Luiz Fernando Silva Marques, de 16 anos, já usou o espaço para fazer peças e circuitos elétricos. Ele criou um porta-lápis e até um apagador gigante para quadro branco – um, não, o estudante acabou fazendo oito apagadores gigantes, tamanho o sucesso da invenção entre os professores. “Algumas peças eu tenho em casa”, diz Luiz Fernando. “Crio ferramentas para ajudar na minha rotina, como estruturas com cano, modelagens, peças úteis para o ambiente escolar. Eu me sinto mais motivado depois que conheci o lugar”, completa.
Em várias atividades promovidas no Makerspace, os estudantes são divididos em grupos e recebem um kit de ferramentas para colocar em prática a proposta do dia. “Podemos explorar bastante nossa curiosidade em cada máquina”, conta Giovanna Grande, de 12 anos. Em uma das atividades, ela teve de levar brinquedos antigos, desmontá-los e criar novos produtos. “Sair da zona de conforto ajuda a aprender, mas tem de ser corajoso”, diz Giovanna. “Às vezes, não sabemos nem por onde começar, afirma”. Hoje, ela é minimonitora em atividades para crianças menores. Outra estudante que aprende como se estivesse brincando é Isabel Monteiro, de 12 anos, do sétimo ano do Sigma. Nas aulas de matemática da professora Shalimar Vilar, há dias em que é realizada uma competição em grupo para disputar quem resolve uma equação matemática ou soluciona um problema mais rápido. A professora usa aplicativos em celulares para colocar a dinâmica em prática: “Às vezes, jogamos a aula toda. Fica todo mundo competitivo e leva muito para o lado da brincadeira. Por mim, toda aula podia ser assim”, diz Isabel.
Em outras aulas, a professora Shalimar conecta o tablet dela para que seja projetado na sala por meio do aplicativo My Black Board, cuja imagem imita uma lousa gigante. Já são sete anos que a tecnologia, por meio do uso de tablet, celular e muitos aplicativos, faz parte das atividades ministradas por Shalimar. Por causa das aulas criativas, os próprios alunos a incentivaram a colocá-las no Youtube para que possam consultá-las quando precisarem. “Criei o canal para os meus alunos do sexto e sétimo anos. Hoje, ele está com 3.100 inscritos”, conta a professora.
Toda a divulgação foi feita no boca a boca. “Os estudantes são do século XXI e os professores são do século XVIII. Temos de quebrar alguns paradigmas”, avalia Shalimar. A visão 3D de uma figura geométrica, por exemplo, facilita muito a aprendizagem. “Todos os jovens têm smartphone, assistem a vídeos no Youtube, usam a internet”, diz. “É como se fosse o caderno e o lápis deles, então há a necessidade de algo mais dinâmico, interativo”, diz. O resultado no engajamento deles, segundo ela, é recompensador.

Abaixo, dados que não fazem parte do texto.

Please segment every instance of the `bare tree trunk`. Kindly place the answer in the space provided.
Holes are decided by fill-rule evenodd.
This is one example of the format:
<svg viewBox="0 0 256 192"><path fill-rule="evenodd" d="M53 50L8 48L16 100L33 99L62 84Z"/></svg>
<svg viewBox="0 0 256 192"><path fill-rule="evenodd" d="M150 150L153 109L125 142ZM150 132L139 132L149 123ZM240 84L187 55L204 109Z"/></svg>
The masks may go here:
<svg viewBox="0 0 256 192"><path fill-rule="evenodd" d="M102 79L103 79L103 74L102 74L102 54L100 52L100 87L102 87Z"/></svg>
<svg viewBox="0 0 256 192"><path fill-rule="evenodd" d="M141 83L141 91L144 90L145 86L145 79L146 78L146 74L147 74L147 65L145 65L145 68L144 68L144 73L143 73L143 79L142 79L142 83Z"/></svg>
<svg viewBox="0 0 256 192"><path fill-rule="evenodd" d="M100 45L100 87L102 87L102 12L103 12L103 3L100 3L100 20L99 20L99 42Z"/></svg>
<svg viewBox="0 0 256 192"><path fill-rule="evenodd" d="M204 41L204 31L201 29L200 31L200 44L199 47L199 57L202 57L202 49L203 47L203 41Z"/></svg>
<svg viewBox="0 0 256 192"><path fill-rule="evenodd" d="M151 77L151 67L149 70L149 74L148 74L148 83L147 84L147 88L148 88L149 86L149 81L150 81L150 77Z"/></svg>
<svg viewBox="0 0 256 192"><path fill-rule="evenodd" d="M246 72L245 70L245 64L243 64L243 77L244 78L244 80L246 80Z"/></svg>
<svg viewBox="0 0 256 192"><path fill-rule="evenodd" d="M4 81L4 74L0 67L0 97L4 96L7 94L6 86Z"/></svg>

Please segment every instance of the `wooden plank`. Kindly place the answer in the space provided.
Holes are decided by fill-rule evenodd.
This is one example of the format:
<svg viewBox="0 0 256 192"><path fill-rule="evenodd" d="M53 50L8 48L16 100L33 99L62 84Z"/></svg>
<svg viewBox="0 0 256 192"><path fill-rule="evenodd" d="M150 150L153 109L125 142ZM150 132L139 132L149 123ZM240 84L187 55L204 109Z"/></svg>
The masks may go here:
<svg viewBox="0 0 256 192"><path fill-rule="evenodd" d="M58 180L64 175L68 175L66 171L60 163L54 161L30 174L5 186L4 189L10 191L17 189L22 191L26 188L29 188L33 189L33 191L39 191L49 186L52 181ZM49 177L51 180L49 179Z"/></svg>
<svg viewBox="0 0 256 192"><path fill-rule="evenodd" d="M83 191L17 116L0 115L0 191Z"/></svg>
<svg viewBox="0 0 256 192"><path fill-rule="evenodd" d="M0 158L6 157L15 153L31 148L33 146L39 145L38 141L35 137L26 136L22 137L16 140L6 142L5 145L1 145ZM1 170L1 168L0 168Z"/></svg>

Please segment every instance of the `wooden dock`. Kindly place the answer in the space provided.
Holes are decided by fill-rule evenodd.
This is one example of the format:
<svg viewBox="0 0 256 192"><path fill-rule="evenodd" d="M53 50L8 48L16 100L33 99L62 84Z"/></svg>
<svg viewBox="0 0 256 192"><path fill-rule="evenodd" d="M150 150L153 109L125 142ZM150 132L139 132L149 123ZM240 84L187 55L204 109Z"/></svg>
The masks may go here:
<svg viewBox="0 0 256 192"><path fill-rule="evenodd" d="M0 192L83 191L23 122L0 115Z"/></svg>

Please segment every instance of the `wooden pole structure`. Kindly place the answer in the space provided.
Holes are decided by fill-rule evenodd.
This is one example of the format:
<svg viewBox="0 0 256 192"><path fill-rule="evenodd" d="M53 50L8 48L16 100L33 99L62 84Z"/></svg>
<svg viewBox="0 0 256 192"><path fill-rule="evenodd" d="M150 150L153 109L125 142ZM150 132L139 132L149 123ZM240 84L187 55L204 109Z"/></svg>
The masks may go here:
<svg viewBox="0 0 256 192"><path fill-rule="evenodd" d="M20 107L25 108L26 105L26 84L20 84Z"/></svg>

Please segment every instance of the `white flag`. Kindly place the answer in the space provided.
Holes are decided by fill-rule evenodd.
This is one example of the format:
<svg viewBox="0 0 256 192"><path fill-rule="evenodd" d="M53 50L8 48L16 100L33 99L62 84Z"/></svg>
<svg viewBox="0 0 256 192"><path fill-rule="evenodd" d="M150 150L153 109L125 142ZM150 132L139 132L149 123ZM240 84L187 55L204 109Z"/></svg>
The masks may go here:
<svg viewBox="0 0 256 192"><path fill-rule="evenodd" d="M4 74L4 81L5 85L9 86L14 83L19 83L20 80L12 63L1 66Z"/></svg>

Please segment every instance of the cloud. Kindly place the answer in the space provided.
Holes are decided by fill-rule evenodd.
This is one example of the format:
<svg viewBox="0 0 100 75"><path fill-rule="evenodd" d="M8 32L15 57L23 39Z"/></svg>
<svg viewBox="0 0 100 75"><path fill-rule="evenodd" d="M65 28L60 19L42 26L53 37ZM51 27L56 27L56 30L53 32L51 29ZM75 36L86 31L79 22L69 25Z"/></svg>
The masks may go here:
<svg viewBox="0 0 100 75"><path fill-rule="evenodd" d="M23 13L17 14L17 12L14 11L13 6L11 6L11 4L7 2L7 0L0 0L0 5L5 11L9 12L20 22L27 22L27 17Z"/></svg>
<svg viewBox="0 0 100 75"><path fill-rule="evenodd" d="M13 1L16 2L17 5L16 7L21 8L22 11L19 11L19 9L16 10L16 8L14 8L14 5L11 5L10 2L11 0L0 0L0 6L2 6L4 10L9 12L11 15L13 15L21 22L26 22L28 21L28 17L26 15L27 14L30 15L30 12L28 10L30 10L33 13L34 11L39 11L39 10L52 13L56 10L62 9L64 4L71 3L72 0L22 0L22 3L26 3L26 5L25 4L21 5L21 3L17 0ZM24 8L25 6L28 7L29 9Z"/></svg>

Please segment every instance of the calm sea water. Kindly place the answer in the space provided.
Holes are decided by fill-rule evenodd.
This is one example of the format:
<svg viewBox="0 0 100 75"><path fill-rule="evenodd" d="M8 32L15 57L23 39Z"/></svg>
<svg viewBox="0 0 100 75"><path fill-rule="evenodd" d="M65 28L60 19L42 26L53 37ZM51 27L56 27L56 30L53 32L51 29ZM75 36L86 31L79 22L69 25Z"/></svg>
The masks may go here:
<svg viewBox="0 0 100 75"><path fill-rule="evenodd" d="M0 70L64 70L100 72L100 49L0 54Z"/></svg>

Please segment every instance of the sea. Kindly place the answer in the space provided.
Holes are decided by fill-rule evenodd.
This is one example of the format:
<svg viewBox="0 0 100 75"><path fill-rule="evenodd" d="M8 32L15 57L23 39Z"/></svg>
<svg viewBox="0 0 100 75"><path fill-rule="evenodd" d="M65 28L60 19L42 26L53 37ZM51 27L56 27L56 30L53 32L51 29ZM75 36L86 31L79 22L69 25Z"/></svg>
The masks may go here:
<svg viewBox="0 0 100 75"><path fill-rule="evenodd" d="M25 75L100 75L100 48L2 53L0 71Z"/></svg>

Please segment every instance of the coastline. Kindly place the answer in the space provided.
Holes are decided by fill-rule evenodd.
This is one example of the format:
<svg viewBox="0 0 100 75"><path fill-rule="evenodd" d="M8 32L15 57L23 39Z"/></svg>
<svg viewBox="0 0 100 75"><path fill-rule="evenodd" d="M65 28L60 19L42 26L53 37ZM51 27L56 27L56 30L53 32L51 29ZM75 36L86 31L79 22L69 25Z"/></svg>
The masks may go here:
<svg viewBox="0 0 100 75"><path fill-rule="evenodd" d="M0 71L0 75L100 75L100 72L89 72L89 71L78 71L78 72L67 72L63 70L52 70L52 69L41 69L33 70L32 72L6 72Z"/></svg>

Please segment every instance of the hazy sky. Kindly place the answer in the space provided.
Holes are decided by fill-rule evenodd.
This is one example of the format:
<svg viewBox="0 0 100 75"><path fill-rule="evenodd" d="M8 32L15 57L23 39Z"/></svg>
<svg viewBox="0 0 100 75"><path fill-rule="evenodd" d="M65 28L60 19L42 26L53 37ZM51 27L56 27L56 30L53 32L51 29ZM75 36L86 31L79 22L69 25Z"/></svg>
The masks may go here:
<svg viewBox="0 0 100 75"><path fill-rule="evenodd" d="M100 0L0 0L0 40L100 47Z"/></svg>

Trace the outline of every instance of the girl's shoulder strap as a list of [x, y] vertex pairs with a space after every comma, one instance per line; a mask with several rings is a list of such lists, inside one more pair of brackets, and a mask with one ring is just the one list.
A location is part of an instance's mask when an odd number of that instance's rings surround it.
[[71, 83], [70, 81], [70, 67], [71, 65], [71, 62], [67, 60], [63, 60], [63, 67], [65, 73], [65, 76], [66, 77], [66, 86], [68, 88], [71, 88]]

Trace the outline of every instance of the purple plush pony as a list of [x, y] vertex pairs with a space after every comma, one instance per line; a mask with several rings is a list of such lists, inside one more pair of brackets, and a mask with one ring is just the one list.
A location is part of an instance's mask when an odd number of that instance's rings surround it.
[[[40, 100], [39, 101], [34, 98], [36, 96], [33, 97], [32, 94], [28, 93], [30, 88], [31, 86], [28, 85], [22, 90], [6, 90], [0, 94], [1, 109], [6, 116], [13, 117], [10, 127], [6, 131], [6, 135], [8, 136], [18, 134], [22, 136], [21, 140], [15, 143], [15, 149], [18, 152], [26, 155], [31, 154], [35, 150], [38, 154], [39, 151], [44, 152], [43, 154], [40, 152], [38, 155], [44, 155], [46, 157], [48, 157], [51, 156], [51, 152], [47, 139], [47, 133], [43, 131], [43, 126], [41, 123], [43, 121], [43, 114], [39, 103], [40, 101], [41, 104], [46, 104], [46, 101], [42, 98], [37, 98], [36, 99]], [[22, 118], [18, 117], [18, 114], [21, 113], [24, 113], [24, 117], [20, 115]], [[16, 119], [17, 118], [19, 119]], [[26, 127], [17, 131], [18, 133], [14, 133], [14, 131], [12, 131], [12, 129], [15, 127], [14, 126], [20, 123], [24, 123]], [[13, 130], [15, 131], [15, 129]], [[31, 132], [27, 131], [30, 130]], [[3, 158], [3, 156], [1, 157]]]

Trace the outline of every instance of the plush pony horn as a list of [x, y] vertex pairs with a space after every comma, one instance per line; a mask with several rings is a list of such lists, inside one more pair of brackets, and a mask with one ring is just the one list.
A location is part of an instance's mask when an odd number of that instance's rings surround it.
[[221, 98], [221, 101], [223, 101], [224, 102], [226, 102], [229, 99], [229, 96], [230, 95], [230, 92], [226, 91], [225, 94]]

O professor e coordenador de química do Galois, Euclides Chacon, lembra que quando começou a dar aula, nem computador havia na escola onde trabalhava. Com experiência de 35 anos, Euclides observa que a sociedade toda mudou: “E a escola nada mais é do que o reflexo da sociedade”, afirma. Atualmente, suas aulas de química são recheadas com o uso de sites para reproduzir imagens dos átomos se desintegrando, por exemplo. “Aquele assunto que era abstrato passa a ser mais palpável, principalmente em disciplinas como a química”, diz.
A ideia é aproximar o conteúdo da realidade e da linguagem do estudante para motivá-lo. “A participação dos alunos, hoje, é muito mais interativa, o estudante é mais dinâmico e questionador”, afirma Euclides. O que, segundo ele, exige uma formação continuada dos professores. Há muitos modelos, sites e aplicativos de excelente qualidade na internet, mas é preciso ficar atento. A seleção das ferramentas por um profissional qualificado, como o professor, é importante, principalmente para estudantes mais novos.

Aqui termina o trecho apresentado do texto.